MOOSEDataset API¶

dataset.moose_dataset.MOOSEDataset is a PyTorch Dataset that loads processed MOOSE simulation data from Zarr stores and returns tensors ready for ML training.

Source: src/dataset/moose_dataset.py — see the dataset API reference for the auto-generated signature and per-method docs.

Constructor¶

MOOSEDataset(zarr_dir, mode="graph", time_idx=-1)

Argument	Type	Default	Description
`zarr_dir`	`str \| Path`	—	Directory containing `*.zarr` stores written by the ETL
`mode`	`str`	`"graph"`	Tensor representation — see Modes
`time_idx`	`int`	`-1`	If ≥ 0, return only this time step (removes the T dimension). `-1` returns all time steps.

Each simulation run is one dataset item (len(ds) == number of .zarr stores).

Modes¶

`"graph"` — GNN / MeshGraphNet¶

ds = MOOSEDataset("data/processed", mode="graph")
sample = ds[0]

Key	Shape	dtype	Description
`coords`	`[N, D]`	float32	Node spatial coordinates
`edge_index`	`[2, M]`	int64	COO edge list — row 0 = source, row 1 = dest
`elem_fields`	`[T, E, F]`	float32	Normalized solution fields per element
`node_fields`	`[T, N, F]`	float32	Element fields scattered to nodes (centroid average)
`probe_data`	`dict[str, Tensor]`	float32	`probe_name → [Np, C]` CSV probe arrays (empty if no probes)
`field_names`	`list[str]`	—	Field name for each index in the F dimension
`norm_stats`	`dict`	—	`{field: {"mean": float, "std": float}}`
`sim_name`	`str`	—	Simulation identifier
`time_steps`	`[T]`	float32	Simulation time values

`"point_cloud"` — PointNet / Transformer¶

ds = MOOSEDataset("data/processed", mode="point_cloud")
sample = ds[0]

Key	Shape	dtype	Description
`coords`	`[N, D]`	float32	Node spatial coordinates
`node_fields`	`[T, N, F]`	float32	Per-node fields
`field_names`	`list[str]`	—
`norm_stats`	`dict`	—
`sim_name`	`str`	—
`time_steps`	`[T]`	float32

`"grid"` — CNN / FNO / U-Net¶

ds = MOOSEDataset("data/processed", mode="grid")
sample = ds[0]

Key	Shape	dtype	Description
`grid_x`	`[Nx]`	float32	x-coordinates of grid columns
`grid_y`	`[Ny]`	float32	y-coordinates of grid rows
`grid_fields`	`[T, Nx, Ny, F]`	float32	Fields interpolated onto a regular grid
`field_names`	`list[str]`	—
`norm_stats`	`dict`	—
`sim_name`	`str`	—
`time_steps`	`[T]`	float32

Selecting a single time step¶

Pass time_idx to remove the T dimension from all field tensors:

ds = MOOSEDataset("data/processed", mode="graph", time_idx=0)
sample = ds[0]
# elem_fields: [E, F]  (no T dim)
# node_fields: [N, F]

Denormalization¶

Fields in the Zarr store are z-score normalized. Use denormalize to convert a tensor back to physical units:

ds = MOOSEDataset("data/processed", mode="grid")
sample = ds[0]

pressure_norm = sample["grid_fields"][..., 0]       # normalized
pressure_phys = ds.denormalize("pressure", pressure_norm)  # Pa (original units)
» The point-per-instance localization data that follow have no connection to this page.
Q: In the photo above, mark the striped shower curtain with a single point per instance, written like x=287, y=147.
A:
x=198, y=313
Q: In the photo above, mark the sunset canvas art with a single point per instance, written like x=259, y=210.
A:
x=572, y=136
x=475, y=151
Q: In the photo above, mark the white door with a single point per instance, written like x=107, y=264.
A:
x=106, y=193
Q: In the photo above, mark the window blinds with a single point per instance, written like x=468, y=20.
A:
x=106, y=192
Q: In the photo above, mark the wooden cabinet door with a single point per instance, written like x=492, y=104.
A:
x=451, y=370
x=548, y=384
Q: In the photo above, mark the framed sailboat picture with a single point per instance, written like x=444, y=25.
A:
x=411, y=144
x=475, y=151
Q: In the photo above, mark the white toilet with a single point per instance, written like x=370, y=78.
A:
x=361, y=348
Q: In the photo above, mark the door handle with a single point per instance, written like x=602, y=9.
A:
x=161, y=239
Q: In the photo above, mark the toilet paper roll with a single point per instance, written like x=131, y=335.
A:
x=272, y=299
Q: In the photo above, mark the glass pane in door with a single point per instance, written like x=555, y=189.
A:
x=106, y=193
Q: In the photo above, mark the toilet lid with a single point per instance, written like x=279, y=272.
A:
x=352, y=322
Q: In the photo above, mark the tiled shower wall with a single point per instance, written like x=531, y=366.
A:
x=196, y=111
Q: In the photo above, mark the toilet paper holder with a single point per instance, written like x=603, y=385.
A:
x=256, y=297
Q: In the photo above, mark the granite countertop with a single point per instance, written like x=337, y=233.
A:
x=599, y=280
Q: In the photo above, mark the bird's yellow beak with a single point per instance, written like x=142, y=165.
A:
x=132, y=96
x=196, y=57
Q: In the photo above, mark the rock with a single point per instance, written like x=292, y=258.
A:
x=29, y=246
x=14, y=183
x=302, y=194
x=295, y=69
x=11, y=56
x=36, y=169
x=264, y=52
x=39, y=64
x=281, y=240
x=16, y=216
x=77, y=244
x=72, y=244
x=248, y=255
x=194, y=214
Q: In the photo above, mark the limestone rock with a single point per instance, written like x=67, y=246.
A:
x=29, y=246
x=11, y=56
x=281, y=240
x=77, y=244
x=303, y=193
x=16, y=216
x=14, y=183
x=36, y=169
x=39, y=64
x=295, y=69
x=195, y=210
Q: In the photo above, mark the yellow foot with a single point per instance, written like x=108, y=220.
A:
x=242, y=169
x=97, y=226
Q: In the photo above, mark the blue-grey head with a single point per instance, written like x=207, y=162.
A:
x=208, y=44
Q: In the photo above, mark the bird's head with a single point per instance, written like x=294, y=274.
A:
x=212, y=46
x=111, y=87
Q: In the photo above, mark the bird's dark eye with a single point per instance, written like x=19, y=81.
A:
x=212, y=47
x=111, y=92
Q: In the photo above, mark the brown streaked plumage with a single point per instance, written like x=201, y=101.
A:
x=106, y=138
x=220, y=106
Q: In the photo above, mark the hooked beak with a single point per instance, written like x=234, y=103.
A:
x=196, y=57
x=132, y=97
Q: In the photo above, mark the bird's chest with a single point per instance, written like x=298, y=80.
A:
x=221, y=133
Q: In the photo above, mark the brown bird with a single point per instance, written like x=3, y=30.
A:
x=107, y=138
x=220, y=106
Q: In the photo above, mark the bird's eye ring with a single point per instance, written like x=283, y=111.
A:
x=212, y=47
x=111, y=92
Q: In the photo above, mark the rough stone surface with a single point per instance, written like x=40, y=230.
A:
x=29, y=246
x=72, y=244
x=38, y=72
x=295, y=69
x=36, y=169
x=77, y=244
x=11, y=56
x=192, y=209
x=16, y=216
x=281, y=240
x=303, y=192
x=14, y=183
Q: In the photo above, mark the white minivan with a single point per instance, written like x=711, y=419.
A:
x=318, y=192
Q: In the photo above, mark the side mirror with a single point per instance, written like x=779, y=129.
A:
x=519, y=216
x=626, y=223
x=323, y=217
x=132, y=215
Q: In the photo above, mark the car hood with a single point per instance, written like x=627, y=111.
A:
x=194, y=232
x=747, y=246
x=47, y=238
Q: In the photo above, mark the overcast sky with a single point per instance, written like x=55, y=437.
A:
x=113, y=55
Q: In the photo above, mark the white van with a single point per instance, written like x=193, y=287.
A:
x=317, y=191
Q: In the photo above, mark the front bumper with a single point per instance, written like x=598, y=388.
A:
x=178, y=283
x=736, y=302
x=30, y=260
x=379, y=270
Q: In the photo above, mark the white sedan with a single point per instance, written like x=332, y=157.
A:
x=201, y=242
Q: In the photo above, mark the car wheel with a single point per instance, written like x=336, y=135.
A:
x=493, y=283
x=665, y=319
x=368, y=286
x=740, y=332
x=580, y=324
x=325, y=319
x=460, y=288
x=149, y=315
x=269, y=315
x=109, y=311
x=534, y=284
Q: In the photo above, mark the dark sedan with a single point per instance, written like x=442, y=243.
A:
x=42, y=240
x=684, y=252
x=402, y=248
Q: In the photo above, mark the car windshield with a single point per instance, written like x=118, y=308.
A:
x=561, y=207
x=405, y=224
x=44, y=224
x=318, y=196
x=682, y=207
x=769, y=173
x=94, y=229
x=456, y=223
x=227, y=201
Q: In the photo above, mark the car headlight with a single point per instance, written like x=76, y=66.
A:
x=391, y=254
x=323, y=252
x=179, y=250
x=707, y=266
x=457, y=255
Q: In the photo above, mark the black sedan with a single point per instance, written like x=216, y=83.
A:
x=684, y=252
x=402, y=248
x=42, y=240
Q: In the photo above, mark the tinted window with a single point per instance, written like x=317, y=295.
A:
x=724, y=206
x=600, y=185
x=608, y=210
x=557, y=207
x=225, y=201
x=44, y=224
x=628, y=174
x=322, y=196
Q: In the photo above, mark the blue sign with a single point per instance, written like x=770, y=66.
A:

The method uses statistics from the first simulation in the dataset. If normalization statistics vary per simulation, load them from sample["norm_stats"] and apply manually:

stats = sample["norm_stats"]["vel_x"]
vel_x_phys = vel_x_norm * stats["std"] + stats["mean"]

Usage with DataLoader¶

from torch.utils.data import DataLoader
from dataset.moose_dataset import MOOSEDataset

ds = MOOSEDataset("data/processed", mode="grid")

# Grid mode works directly with the default collate_fn
loader = DataLoader(ds, batch_size=4, shuffle=True)

# Graph mode: use a graph-aware collate (e.g. PyTorch Geometric DataLoader)
# or set batch_size=1 to avoid ragged tensor issues across simulations
# with different mesh sizes.
loader = DataLoader(ds, batch_size=1)

for batch in loader:
    fields = batch["grid_fields"]  # [B, T, Nx, Ny, F]

Node field interpolation¶

node_fields is computed from elem_fields by a scatter-mean over the element→node connectivity map: each node receives the average of the fields from all elements that share it.

This is equivalent to (but does not require) a full finite-element interpolation and is sufficient for GNN message-passing architectures where the model learns its own interpolation weights.